Nearly half of adults (48%) with medical debt are paying off $2000 or more; half of those with debt said it stemmed from a hospital stay.

 

Comment by: Don McCanne

When we discuss the problems with financing our health care system, many in the policy or political communities brag about the advances we’ve made through insurance coverage. But these increases have largely been through private insurer models that hamper access: There has been a sharp increase in the numbers of individuals in Medicare Advantage plans, which typically offer narrow provide networks while vastly overcharging the government through diagnostic upcoding and risk selection. States rely widely on private Medicaid intermediaries, which have significant provider network issues. Employer-sponsored private plans increasingly shift direct costs to employees through higher premiums, greater deductibles and copayments, and more aggressive prior authorization. Similarly in ACA marketplace plans. Thus, increased reliance on private plans is really an expansion of the problems that are peculiar to the private insurance industry, as revealed in the newest Commonwealth Fund Health Insurance Survey.

Promoters of these plans say that they are giving us freedom of choice by placing health insurance coverage in the marketplace, which touts competition as being an important mechanism for controlling costs. But look more carefully at the choices we supposedly have. Insurance category is dictated: Medicare by age or disability, Medicaid by poverty, employer sponsored plans by your job, or ACA plans or individual private market plans merely because no other choice is available. Many retirement plans mandate Medicare Advantage, and dropping physician payments in traditional Medicare undermine that option. Most of all, we have no choice about the higher non-clinical spending required by superfluous private insurance intermediaries, via profits, cumbersome administration, and administrative tasks forced on providers.

Besides, what choice do we really want?
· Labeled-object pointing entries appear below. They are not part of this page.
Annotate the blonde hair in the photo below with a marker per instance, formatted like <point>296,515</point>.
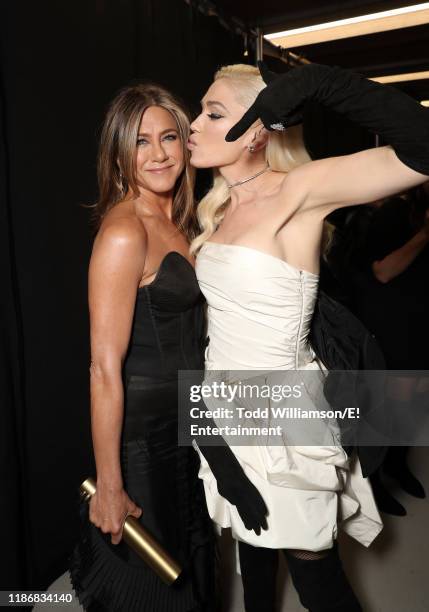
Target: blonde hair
<point>116,164</point>
<point>284,150</point>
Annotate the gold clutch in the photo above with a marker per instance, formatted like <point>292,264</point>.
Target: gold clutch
<point>141,542</point>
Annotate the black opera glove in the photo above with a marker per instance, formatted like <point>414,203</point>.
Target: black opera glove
<point>399,119</point>
<point>235,487</point>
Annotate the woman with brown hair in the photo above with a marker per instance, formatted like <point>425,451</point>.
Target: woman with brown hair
<point>147,322</point>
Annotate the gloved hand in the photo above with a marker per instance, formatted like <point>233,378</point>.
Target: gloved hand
<point>399,119</point>
<point>235,487</point>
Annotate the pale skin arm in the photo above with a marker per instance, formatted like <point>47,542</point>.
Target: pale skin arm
<point>115,271</point>
<point>397,261</point>
<point>327,184</point>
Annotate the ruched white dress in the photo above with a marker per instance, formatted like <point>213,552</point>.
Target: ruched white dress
<point>259,315</point>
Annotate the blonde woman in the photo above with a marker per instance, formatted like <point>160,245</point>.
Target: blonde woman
<point>258,267</point>
<point>147,322</point>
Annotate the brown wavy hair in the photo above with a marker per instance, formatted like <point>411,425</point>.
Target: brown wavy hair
<point>117,153</point>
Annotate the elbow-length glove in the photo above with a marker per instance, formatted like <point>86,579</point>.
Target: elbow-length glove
<point>400,120</point>
<point>234,486</point>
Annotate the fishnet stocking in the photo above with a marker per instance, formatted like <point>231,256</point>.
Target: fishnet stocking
<point>308,554</point>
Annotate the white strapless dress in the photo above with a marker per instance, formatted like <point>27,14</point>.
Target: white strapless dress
<point>259,315</point>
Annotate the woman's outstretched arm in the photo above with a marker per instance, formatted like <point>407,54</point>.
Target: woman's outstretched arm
<point>350,179</point>
<point>359,178</point>
<point>115,271</point>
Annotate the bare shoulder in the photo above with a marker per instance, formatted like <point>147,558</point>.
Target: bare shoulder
<point>298,186</point>
<point>123,231</point>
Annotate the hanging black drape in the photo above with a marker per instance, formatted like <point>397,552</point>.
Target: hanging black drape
<point>61,63</point>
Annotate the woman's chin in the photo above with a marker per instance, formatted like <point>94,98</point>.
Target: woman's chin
<point>197,162</point>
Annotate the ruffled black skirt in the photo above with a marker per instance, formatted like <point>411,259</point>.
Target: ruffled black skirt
<point>162,478</point>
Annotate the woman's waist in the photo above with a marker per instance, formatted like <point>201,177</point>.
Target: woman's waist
<point>250,353</point>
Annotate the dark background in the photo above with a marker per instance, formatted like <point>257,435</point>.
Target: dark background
<point>61,63</point>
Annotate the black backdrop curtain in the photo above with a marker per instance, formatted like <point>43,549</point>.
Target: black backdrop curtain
<point>61,62</point>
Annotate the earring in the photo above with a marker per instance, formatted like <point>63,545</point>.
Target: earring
<point>121,182</point>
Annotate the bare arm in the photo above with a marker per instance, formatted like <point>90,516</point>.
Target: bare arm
<point>397,261</point>
<point>327,184</point>
<point>115,271</point>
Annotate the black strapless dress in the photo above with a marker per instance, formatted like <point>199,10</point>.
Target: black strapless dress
<point>160,476</point>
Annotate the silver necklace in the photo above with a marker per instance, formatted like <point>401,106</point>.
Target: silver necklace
<point>250,177</point>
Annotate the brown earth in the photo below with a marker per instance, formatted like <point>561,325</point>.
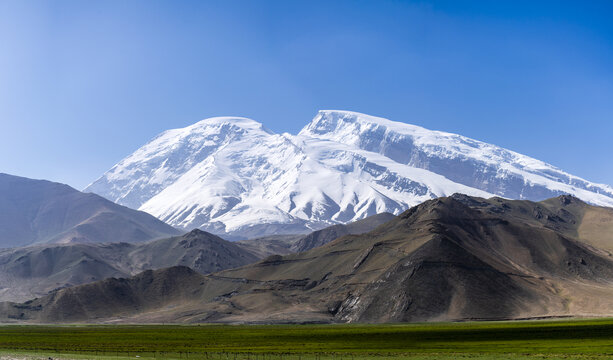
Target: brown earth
<point>453,258</point>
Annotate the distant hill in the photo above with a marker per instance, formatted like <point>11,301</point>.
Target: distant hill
<point>33,271</point>
<point>453,258</point>
<point>39,211</point>
<point>287,244</point>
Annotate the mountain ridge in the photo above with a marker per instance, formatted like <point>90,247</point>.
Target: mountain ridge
<point>448,259</point>
<point>41,211</point>
<point>233,177</point>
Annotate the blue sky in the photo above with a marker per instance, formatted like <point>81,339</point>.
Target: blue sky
<point>85,83</point>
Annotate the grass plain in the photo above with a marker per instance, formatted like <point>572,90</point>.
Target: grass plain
<point>563,339</point>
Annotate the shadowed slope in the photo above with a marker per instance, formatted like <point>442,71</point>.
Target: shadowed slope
<point>446,259</point>
<point>34,271</point>
<point>39,211</point>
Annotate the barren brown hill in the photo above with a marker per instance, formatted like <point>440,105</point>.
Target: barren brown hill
<point>40,211</point>
<point>287,244</point>
<point>450,258</point>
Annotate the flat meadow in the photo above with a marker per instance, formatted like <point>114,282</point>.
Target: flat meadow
<point>557,339</point>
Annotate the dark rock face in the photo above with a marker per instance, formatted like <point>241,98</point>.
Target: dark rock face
<point>455,258</point>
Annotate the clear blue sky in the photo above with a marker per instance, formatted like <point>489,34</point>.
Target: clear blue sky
<point>85,83</point>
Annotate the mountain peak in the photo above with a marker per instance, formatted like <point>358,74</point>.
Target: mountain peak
<point>241,122</point>
<point>231,176</point>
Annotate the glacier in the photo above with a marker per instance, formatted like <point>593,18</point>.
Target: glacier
<point>233,177</point>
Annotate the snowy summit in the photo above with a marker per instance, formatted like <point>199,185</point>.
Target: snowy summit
<point>232,176</point>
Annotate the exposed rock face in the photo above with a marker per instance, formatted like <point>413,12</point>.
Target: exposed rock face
<point>39,211</point>
<point>451,258</point>
<point>34,271</point>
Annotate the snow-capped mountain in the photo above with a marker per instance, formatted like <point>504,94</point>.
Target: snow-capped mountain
<point>231,175</point>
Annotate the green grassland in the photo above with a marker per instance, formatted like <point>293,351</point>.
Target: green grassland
<point>576,339</point>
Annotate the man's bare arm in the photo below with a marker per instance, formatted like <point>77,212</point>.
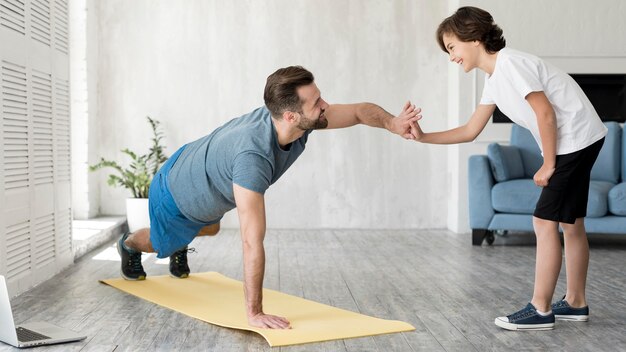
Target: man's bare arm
<point>251,210</point>
<point>346,115</point>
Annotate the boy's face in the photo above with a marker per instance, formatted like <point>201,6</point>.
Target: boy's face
<point>463,53</point>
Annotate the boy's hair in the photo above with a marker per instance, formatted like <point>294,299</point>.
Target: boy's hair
<point>281,89</point>
<point>471,23</point>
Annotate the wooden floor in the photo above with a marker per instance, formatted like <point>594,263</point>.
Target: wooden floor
<point>449,290</point>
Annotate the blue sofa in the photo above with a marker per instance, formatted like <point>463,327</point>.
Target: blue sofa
<point>502,194</point>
Don’t we really want free choice of physicians, hospitals, and other medical services – that would be available through an equitably funded, universal, public, single payer program, a program that belongs to all of us rather than just to the millionaires and billionaires, a program where all of our health care dollars are spent just on health care? I don’t think we really want a choice of private plans that are designed specifically to use what should be our health care dollars to create greater wealth for the intermediaries that find innovative ways of diverting our funds away from health care?
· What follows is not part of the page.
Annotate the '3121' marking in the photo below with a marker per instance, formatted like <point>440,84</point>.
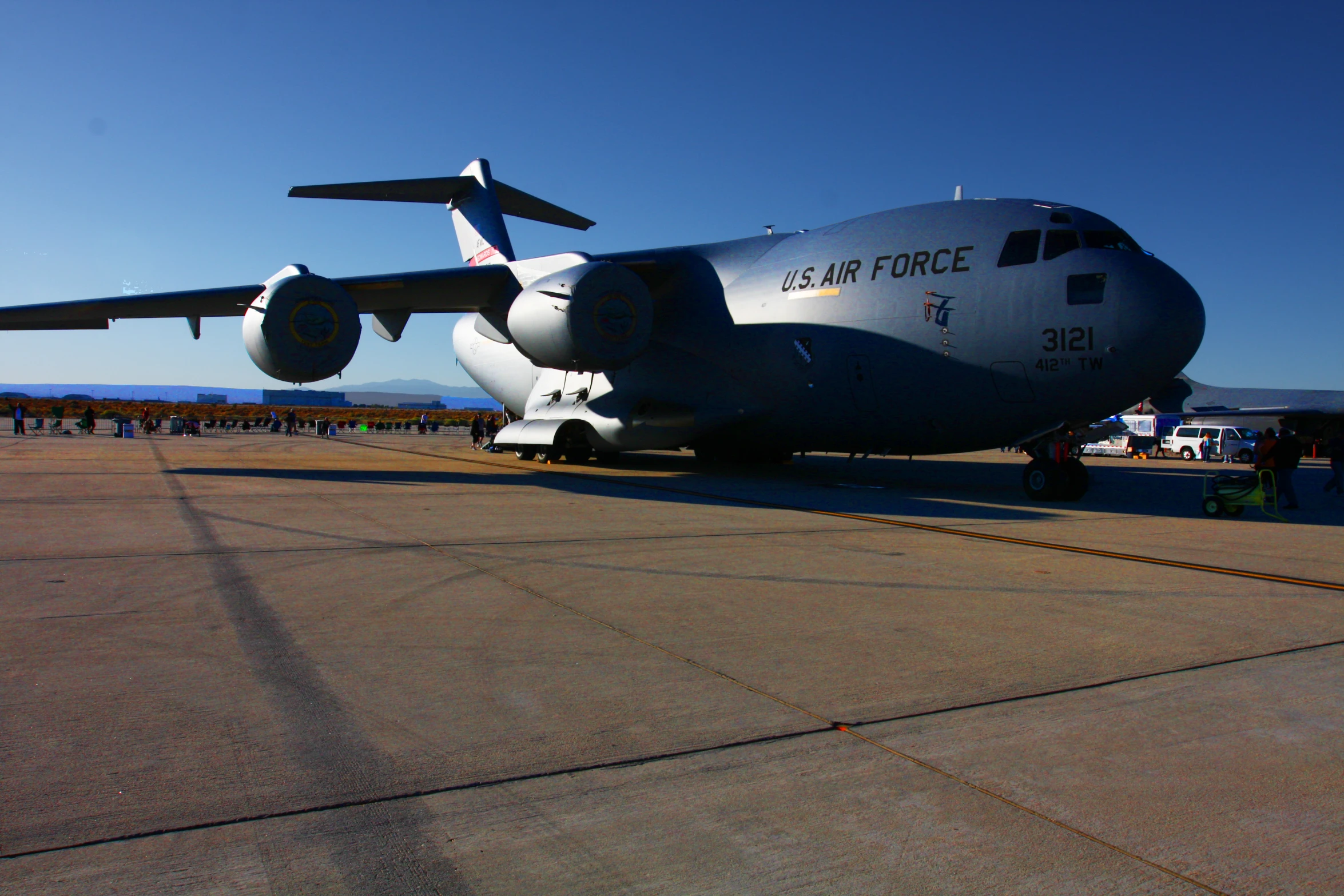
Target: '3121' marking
<point>1068,339</point>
Look at the choice we made through the recent election. We elected a president who is choosing administrative personnel who intend to eliminate our traditional government Medicare program that is free of private carriers, and replace it with a universal private Medicare Advantage program which has already been demonstrated to divert hundreds of billions in health care dollars to their private industry. Furthermore, our president-elect has brought in the richest man in the nation who intends to manipulate our government in a manner that will make him the world’s first trillionaire. Is that the choice that we want? giving our health care dollars and other funds to the wealthiest individuals in our nation, while leaving out many of those with genuine health care needs that are inaccessible to them under our current system so reliant on private insurers?

Let’s give everyone the freedom of choice in selecting the health care that they need and want instead of having false choice of which intermediary is going to take much of our health care dollars away and leave too many of us without the health care that we need.
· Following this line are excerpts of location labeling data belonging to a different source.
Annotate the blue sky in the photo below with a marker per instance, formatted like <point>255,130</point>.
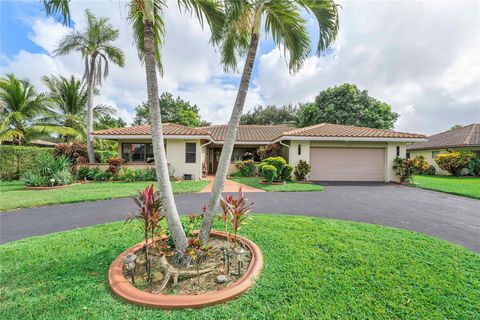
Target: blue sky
<point>419,57</point>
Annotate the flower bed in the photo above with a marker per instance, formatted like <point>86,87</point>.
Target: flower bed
<point>124,288</point>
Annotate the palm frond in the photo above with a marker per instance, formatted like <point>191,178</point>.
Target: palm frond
<point>54,7</point>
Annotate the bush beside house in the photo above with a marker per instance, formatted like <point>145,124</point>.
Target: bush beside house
<point>15,161</point>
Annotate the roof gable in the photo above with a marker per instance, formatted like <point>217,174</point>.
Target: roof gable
<point>467,136</point>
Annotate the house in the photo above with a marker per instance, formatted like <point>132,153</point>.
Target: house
<point>335,152</point>
<point>461,139</point>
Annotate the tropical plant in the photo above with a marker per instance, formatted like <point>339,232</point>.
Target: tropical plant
<point>347,105</point>
<point>236,211</point>
<point>404,168</point>
<point>149,215</point>
<point>95,44</point>
<point>49,171</point>
<point>148,31</point>
<point>24,114</point>
<point>284,22</point>
<point>302,169</point>
<point>454,162</point>
<point>68,98</point>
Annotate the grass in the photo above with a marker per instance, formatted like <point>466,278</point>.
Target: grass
<point>289,186</point>
<point>314,269</point>
<point>13,195</point>
<point>462,186</point>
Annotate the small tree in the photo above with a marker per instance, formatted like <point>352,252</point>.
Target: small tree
<point>404,168</point>
<point>454,162</point>
<point>302,169</point>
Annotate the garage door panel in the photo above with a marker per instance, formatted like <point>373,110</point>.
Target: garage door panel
<point>347,164</point>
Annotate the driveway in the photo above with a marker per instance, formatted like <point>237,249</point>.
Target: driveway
<point>450,217</point>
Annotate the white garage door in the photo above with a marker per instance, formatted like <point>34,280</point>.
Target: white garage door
<point>347,164</point>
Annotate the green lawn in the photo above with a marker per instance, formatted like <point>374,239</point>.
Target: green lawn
<point>13,195</point>
<point>462,186</point>
<point>287,187</point>
<point>314,269</point>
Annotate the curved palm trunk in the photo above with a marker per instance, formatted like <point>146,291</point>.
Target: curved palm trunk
<point>90,151</point>
<point>228,144</point>
<point>161,166</point>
What is our choice to be? Profits over patients? Billionaires over health care budgets? Or patients over our own health care system that is designed to take care of everyone? It doesn’t seem like that is a very difficult choice.

About the Commentator, Don McCanne

Don McCanne is a retired family practitioner who dedicated the 2nd phase of his career to speaking and writing extensively on single payer and related issues. He served as Physicians for a National Health Program president in 2002 and 2003, then as Senior Health Policy Fellow. For two decades, Don wrote "Quote of the Day", a daily health policy update which inspired HJM.